In The Green Collar Economy, acclaimed activist and political advisor Van Jones delivers a real solution that both rescues our economy and saves the environment. The economy is built on and powered almost exclusively by oil, natural gas, and coal?all fast-diminishing nonrenewable resources. As supplies disappear, the price of energy climbs and nearly everything becomes more expensive. With costs and unemployment soaring, the economy stalls. Not only that, when we burn these fuels, the greenhouse gases they create overheat the atmosphere. As the headlines make clear, total climate chaos looms over us. The bottom line: we cannot continue with business as usual. We cannot drill and burn our way out of these dual dilemmas.

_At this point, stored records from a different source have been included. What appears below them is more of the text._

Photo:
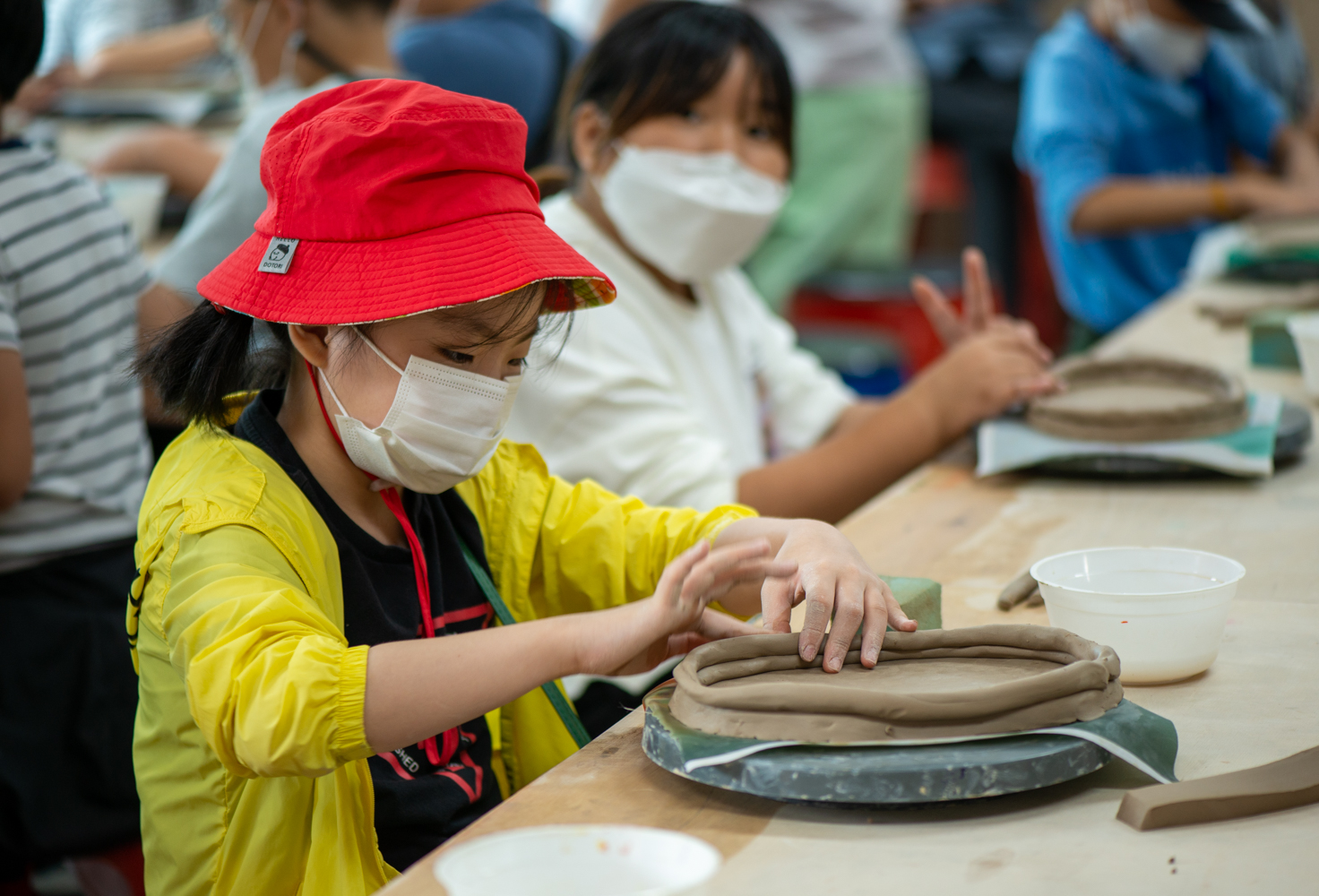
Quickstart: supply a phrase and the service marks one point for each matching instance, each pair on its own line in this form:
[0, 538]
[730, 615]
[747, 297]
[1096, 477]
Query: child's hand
[981, 376]
[836, 585]
[640, 636]
[978, 309]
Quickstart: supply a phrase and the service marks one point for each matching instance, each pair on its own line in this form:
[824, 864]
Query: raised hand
[978, 309]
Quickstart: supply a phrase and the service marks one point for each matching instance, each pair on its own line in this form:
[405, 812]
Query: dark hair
[662, 57]
[204, 357]
[347, 7]
[22, 28]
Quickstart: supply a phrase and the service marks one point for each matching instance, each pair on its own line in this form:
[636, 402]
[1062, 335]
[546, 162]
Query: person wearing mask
[1129, 120]
[861, 119]
[505, 50]
[289, 50]
[689, 391]
[324, 697]
[74, 461]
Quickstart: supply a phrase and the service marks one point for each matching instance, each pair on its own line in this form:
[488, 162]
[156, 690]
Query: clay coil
[718, 690]
[1140, 400]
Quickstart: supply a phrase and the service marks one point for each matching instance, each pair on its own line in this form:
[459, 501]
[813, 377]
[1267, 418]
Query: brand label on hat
[277, 256]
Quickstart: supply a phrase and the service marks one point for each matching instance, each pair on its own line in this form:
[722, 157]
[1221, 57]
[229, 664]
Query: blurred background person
[91, 39]
[292, 49]
[505, 50]
[1129, 120]
[74, 461]
[687, 391]
[1274, 53]
[861, 117]
[975, 53]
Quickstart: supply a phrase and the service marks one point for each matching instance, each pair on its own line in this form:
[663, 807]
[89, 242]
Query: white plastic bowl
[1161, 608]
[578, 860]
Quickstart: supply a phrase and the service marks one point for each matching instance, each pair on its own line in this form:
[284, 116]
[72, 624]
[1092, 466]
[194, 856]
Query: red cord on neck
[394, 502]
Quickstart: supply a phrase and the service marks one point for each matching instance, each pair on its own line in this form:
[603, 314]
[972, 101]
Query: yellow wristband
[1219, 203]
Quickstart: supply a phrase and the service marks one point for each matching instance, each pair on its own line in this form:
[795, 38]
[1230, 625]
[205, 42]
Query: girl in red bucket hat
[355, 600]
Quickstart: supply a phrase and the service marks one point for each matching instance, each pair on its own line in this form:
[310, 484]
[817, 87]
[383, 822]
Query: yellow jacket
[249, 748]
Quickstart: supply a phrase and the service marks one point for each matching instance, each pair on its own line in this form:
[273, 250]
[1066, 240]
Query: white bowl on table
[578, 860]
[1161, 608]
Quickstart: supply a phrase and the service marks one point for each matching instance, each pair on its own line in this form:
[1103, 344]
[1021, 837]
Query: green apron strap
[561, 703]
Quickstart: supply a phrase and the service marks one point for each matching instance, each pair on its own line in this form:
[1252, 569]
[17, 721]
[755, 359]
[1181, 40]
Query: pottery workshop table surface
[1254, 705]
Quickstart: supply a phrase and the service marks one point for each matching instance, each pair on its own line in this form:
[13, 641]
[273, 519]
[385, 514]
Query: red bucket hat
[389, 198]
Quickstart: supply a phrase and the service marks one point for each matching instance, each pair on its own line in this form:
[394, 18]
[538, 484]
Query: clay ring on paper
[1140, 400]
[931, 684]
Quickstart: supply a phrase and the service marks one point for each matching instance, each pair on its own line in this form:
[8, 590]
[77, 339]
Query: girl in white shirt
[686, 390]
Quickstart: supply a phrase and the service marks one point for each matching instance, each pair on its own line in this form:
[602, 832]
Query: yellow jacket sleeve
[271, 681]
[556, 547]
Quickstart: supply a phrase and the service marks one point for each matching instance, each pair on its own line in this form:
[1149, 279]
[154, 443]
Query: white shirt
[234, 198]
[839, 42]
[664, 399]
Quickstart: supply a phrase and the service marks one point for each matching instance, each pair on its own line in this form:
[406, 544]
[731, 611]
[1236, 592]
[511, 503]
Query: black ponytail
[198, 360]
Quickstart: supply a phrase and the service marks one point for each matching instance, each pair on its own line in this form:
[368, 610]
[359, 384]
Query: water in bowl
[1142, 581]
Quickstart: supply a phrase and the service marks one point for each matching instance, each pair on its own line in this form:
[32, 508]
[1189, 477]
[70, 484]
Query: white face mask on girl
[240, 52]
[1162, 47]
[441, 429]
[689, 214]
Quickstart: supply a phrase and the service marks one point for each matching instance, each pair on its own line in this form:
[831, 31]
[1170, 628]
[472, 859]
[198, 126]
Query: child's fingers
[717, 574]
[938, 310]
[877, 616]
[677, 572]
[978, 290]
[776, 603]
[714, 625]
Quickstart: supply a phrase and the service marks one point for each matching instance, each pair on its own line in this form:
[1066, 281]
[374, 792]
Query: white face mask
[689, 214]
[1164, 49]
[240, 52]
[441, 429]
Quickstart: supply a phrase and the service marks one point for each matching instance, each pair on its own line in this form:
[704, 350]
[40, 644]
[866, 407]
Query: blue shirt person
[1094, 116]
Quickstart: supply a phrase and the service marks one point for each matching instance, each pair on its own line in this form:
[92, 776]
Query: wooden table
[1257, 703]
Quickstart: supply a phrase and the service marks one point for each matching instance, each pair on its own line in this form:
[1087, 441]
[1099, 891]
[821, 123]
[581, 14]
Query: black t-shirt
[418, 804]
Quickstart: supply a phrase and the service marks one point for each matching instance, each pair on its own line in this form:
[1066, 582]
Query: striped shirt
[70, 276]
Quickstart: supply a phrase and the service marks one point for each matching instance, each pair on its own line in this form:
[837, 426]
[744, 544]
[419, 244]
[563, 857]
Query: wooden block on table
[1291, 781]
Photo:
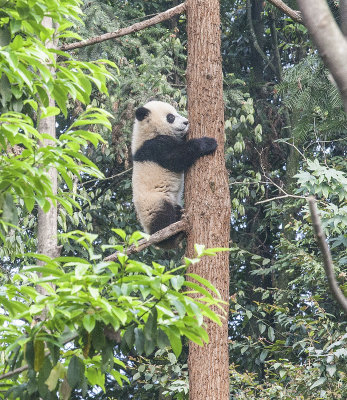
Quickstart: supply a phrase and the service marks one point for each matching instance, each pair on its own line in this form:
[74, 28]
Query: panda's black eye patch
[170, 118]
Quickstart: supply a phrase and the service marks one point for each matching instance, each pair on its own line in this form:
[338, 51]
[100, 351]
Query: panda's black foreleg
[167, 215]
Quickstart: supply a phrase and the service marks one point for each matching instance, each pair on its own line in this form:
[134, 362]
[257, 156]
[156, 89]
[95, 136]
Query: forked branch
[293, 14]
[180, 226]
[327, 259]
[129, 29]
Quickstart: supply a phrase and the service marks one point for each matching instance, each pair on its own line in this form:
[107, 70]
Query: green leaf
[89, 322]
[175, 340]
[271, 333]
[150, 328]
[318, 382]
[39, 350]
[139, 341]
[177, 282]
[75, 372]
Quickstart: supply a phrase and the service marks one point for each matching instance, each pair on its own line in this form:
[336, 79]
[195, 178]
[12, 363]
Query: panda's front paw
[207, 145]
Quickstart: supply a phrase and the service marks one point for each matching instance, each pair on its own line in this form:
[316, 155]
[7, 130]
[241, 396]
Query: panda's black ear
[141, 113]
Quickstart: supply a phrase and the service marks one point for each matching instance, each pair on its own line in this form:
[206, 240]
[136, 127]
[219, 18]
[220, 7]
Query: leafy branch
[138, 26]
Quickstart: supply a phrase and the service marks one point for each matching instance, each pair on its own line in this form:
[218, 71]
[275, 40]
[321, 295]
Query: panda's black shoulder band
[174, 154]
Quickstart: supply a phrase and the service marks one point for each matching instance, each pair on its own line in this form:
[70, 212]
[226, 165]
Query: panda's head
[159, 118]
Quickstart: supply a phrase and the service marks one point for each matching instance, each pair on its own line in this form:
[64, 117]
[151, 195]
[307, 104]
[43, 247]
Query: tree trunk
[47, 241]
[207, 201]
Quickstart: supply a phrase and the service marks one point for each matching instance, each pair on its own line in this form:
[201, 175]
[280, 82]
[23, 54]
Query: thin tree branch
[285, 196]
[330, 42]
[180, 9]
[293, 14]
[343, 16]
[255, 39]
[180, 226]
[327, 259]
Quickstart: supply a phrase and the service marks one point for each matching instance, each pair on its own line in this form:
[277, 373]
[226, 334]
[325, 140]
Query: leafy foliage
[95, 305]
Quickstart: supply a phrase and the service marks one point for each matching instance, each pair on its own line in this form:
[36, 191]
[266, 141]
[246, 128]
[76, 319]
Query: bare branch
[285, 196]
[328, 38]
[255, 40]
[327, 259]
[343, 16]
[180, 9]
[180, 226]
[293, 14]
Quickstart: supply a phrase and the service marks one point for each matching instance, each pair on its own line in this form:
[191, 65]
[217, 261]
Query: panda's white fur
[160, 156]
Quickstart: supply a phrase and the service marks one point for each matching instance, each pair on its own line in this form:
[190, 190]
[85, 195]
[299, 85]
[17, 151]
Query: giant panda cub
[161, 155]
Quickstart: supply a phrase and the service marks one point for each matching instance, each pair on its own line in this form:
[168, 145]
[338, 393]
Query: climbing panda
[161, 154]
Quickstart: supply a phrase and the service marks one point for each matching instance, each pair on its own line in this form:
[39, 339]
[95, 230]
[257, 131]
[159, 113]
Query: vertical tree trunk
[207, 201]
[47, 242]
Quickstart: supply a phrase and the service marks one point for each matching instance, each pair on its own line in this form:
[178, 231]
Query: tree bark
[207, 200]
[47, 230]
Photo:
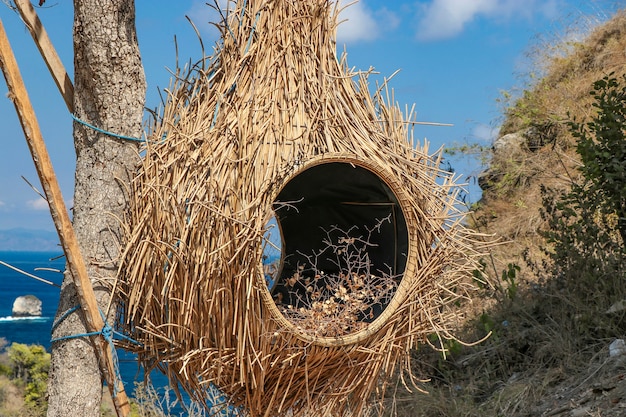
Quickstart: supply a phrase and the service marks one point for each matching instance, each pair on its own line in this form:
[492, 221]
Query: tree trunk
[109, 93]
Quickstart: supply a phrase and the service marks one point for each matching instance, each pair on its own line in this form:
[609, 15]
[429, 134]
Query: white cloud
[359, 23]
[442, 19]
[38, 204]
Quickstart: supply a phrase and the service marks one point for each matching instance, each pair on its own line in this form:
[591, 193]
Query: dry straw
[272, 101]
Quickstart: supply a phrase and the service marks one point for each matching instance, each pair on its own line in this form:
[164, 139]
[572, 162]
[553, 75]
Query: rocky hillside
[554, 317]
[535, 147]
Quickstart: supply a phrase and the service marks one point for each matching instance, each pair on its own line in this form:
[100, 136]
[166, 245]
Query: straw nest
[272, 101]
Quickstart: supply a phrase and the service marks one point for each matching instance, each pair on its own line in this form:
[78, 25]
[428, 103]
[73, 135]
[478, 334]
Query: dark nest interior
[273, 130]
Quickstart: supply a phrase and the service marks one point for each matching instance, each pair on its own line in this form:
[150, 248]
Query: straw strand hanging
[272, 107]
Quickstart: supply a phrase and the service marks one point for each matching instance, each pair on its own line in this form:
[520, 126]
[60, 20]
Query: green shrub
[30, 365]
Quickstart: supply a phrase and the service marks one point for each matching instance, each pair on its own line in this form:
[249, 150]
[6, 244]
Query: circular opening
[344, 245]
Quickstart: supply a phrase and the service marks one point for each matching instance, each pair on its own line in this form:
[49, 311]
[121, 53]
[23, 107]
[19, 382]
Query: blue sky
[454, 57]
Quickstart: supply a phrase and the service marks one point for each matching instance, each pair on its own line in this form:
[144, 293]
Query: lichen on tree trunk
[110, 94]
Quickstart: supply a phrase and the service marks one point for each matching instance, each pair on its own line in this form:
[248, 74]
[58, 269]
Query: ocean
[38, 330]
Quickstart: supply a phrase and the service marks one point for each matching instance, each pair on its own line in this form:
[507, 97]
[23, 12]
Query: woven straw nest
[271, 107]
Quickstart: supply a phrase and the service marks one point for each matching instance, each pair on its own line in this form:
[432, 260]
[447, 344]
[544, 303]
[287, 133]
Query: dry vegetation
[551, 323]
[272, 102]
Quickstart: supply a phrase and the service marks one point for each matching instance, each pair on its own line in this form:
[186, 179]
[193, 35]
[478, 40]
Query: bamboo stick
[49, 54]
[58, 211]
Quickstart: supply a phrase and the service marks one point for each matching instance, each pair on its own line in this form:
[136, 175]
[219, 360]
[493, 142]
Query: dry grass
[549, 341]
[271, 102]
[547, 156]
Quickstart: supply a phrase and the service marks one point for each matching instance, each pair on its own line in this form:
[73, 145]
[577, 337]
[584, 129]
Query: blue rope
[107, 333]
[97, 129]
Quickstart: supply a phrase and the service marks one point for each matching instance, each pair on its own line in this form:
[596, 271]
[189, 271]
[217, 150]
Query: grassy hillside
[557, 302]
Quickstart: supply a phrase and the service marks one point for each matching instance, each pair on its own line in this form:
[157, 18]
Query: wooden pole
[60, 216]
[49, 54]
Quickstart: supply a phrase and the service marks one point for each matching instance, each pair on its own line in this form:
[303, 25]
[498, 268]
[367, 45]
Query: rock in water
[27, 306]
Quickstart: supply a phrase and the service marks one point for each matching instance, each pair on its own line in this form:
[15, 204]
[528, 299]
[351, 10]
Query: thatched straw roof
[271, 103]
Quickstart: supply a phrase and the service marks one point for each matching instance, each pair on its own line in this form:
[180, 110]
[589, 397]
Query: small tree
[30, 366]
[602, 148]
[587, 225]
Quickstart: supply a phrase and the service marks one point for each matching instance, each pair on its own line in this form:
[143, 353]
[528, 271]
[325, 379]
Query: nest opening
[343, 248]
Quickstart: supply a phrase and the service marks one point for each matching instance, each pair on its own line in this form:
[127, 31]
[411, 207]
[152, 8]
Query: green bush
[30, 365]
[587, 225]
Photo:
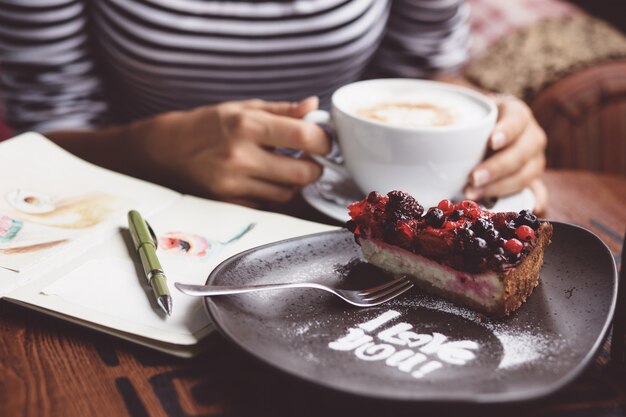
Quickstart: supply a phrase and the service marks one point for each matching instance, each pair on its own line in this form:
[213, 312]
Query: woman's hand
[517, 159]
[226, 151]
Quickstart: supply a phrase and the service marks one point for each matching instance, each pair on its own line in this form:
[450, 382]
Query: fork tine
[381, 287]
[391, 295]
[398, 288]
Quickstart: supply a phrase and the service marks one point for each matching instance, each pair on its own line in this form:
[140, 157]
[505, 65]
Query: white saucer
[333, 192]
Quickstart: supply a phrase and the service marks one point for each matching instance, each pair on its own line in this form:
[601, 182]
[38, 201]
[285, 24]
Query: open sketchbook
[65, 247]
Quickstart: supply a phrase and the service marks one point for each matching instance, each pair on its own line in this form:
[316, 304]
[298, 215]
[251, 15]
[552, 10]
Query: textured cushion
[528, 60]
[584, 116]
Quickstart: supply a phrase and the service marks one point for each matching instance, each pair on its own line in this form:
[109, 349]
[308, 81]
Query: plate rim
[481, 398]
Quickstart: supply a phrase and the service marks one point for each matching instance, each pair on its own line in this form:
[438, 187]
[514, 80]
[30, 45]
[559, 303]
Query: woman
[197, 94]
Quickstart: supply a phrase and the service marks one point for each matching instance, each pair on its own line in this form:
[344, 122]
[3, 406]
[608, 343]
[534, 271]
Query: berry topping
[456, 215]
[402, 206]
[525, 233]
[513, 246]
[527, 218]
[462, 236]
[467, 204]
[446, 206]
[434, 217]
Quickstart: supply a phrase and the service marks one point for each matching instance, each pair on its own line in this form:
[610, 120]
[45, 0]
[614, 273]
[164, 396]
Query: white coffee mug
[421, 137]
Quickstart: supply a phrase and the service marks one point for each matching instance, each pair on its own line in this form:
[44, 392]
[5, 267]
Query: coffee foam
[418, 108]
[411, 115]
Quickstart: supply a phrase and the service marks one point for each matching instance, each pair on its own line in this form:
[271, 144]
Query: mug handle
[324, 120]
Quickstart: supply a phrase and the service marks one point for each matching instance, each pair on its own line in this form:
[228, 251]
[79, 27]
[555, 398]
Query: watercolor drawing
[33, 222]
[183, 244]
[71, 213]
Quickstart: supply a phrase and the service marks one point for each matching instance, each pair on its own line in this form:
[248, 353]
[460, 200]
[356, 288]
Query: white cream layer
[484, 288]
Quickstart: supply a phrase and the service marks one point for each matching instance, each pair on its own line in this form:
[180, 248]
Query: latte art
[410, 115]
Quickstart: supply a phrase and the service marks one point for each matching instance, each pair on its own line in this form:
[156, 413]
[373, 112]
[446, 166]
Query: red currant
[513, 246]
[467, 204]
[474, 212]
[447, 225]
[446, 206]
[525, 233]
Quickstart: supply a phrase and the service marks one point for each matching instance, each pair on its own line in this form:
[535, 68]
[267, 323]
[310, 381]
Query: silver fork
[361, 298]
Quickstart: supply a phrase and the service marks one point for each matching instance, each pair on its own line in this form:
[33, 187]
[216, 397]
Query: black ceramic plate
[417, 347]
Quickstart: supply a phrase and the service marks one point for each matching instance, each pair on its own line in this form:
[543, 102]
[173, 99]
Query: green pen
[146, 244]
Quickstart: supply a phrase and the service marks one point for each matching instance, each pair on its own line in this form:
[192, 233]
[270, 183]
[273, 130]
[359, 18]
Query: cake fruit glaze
[487, 261]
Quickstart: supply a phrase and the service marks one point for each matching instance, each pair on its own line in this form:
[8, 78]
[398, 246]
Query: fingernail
[480, 177]
[311, 98]
[473, 193]
[498, 140]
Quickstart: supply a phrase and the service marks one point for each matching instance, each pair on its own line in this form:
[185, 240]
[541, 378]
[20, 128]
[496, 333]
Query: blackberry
[498, 261]
[491, 235]
[465, 234]
[514, 257]
[435, 217]
[527, 218]
[374, 197]
[402, 206]
[481, 226]
[508, 231]
[456, 215]
[477, 245]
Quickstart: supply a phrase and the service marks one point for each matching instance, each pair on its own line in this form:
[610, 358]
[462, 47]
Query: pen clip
[153, 235]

Instead, Van Jones illustrates how we can invent and invest our way out of the pollution-based grey economy and into the healthy new green economy. Built by a broad coalition deeply rooted in the lives and struggles of ordinary people, this path has the practical benefit of both cutting energy prices and generating enough work to pull the U.S. economy out of its present death spiral.

Rachel Carson's 1963 landmark book Silent Spring was the pivotal ecological examination of the last century. Now, rising above the impenetrable debate over the environment and the economy, Van Jones's The Green Collar Economy delivers a timely and essential call to action for this new century.